Portapique massacre | RCMP explain why more police reinforcements weren’t sent

(Halifax) One of the RCMP officers who oversaw operations when the killings began in Nova Scotia in April 2020 was subsequently off work for at least 16 months, saying he had been struggling to answer questions about the decisions made that night.

Posted at 2:15 p.m.

Michael Tutton
The Canadian Press

Staff Sergeant Brian Rehill, a risk manager at the Royal Canadian Mounted Police (RCMP) Operational Signals Station in Truro, told commission investigators that support from other officers has helped him since. to turn the page on these tragic events.

But at the time of his interview with prosecutors on January 15, he was still off work.

In the report of this interview, filed with the commission of inquiry, the policeman, who has 32 years of service with the RCMP, explained his decision not to quickly send a second group of police officers to assist the first three dispatched to Portapique, after the first reports of gunfire on the evening of April 18, 2020.

Lawyers for the families of the victims argued that if the RCMP had had a full complement of six officers on duty that evening, rather than the minimum four, and a system to track the movement of officers, a second team might have been able to take another route and cross paths with the killer.

Sergeant Rehill explained that he could have been the subject of criticism if he had sent a second team to the scene and these officers had then come under fire.

“I would have been like, ‘What the hell were you thinking, Rehill? Having two or three teams there, in the pitch blackest, and they don’t even know where the other team is? “”, he explained to the investigators of the commission.

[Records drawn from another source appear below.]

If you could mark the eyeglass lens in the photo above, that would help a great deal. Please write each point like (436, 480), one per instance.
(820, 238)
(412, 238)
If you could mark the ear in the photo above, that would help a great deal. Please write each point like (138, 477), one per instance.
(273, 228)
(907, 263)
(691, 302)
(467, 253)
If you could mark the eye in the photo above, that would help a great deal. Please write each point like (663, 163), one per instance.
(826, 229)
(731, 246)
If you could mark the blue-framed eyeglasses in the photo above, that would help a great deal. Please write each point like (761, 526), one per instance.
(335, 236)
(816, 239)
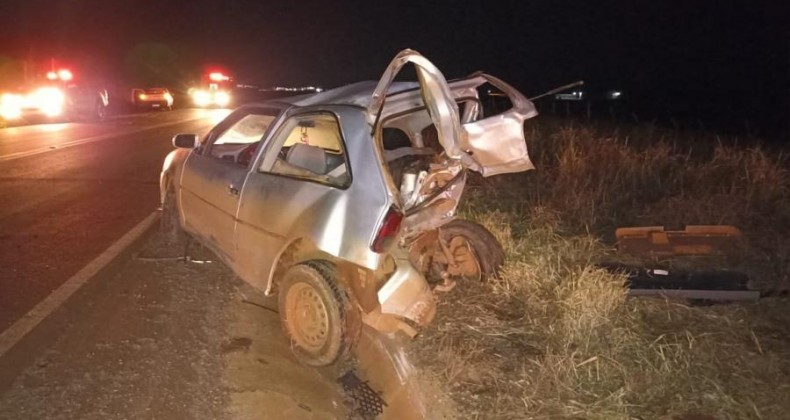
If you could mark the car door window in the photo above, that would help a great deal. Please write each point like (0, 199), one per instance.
(310, 147)
(239, 142)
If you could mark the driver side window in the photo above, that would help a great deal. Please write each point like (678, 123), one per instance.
(239, 142)
(310, 147)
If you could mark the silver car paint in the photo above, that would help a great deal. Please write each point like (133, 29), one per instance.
(252, 230)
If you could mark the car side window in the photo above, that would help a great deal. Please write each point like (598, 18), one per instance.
(310, 147)
(239, 142)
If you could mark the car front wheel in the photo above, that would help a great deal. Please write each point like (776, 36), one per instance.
(475, 252)
(169, 223)
(317, 314)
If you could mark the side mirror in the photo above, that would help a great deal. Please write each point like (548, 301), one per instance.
(186, 141)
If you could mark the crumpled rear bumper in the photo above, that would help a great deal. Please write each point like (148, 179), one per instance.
(407, 294)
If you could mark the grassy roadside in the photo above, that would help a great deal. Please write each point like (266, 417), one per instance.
(555, 337)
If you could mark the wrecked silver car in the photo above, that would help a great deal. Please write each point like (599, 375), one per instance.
(343, 202)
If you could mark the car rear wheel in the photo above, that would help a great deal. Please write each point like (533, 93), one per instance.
(317, 314)
(476, 253)
(170, 224)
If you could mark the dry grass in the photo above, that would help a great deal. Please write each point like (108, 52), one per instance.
(555, 337)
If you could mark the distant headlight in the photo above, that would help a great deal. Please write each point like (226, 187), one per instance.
(49, 100)
(201, 98)
(222, 98)
(11, 106)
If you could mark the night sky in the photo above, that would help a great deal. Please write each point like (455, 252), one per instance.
(713, 59)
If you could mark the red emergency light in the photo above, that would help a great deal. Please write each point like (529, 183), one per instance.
(218, 77)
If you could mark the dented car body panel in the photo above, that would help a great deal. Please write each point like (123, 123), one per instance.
(313, 177)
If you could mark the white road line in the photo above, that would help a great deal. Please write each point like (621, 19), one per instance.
(10, 337)
(45, 149)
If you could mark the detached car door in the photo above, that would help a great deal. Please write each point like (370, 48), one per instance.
(492, 145)
(213, 177)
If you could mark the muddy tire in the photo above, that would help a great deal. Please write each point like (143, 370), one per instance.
(474, 243)
(317, 315)
(169, 223)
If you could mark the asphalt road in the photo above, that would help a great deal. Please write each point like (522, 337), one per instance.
(153, 337)
(69, 190)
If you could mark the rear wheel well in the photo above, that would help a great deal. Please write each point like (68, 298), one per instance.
(297, 251)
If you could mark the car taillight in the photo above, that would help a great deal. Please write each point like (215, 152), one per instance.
(388, 230)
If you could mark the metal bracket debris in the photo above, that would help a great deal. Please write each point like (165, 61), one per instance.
(714, 285)
(655, 241)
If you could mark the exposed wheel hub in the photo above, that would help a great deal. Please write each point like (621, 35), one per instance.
(465, 263)
(307, 317)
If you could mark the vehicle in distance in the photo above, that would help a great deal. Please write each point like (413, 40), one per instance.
(156, 98)
(57, 97)
(343, 202)
(214, 92)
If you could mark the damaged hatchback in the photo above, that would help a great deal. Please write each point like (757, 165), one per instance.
(343, 202)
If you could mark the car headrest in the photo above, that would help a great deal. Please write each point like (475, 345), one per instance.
(308, 157)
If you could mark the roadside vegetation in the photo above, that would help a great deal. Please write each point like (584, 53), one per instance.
(557, 337)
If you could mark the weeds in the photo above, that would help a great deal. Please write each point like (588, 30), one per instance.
(556, 337)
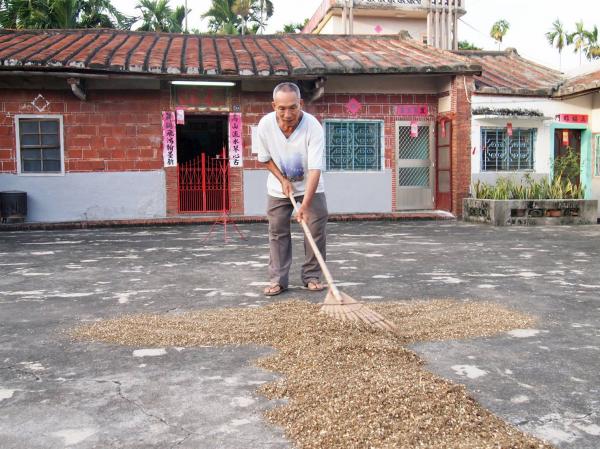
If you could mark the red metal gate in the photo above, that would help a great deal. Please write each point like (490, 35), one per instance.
(203, 184)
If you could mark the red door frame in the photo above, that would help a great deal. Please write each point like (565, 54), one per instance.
(443, 200)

The staff sergeant also said that in hindsight he ‘probably could have sent another team over there’, before talking about the difficulty of going back on decisions and the distress it caused him then.

“I wondered a lot if I had missed something that could have prevented the killer from leaving the sector, if [la policière] Heidi [Stevenson] would still be alive, if all those people in Wentworth would be alive,” he said.

After the shooter killed 13 people in Portapique on the evening of April 18, he was able to leave the area and spent the night near Debert, before resuming his murderous run on Sunday morning and killing nine other people. including Agent Stevenson.

An occupational health and safety investigator’s report concluded there was an “environment of confusion” over the roles of early RCMP supervisors on Saturday evening. Investigator Lorna MacMillan concluded that this violated the RCMP’s requirement under the Labor Code to ensure that each employee has the “supervision necessary to ensure their health and safety on the job”.

She also said in her March 29 report that district supervisors from the Bible Hill RCMP office should have taken command, but instructions were coming from both Sergeant Rehill and the district supervisors.

In his interview with the commission, the staff sergeant also said that he only learned the next morning that the killer had a fully marked police car. “I was in shock when I saw the photo of the police car,” he told investigators.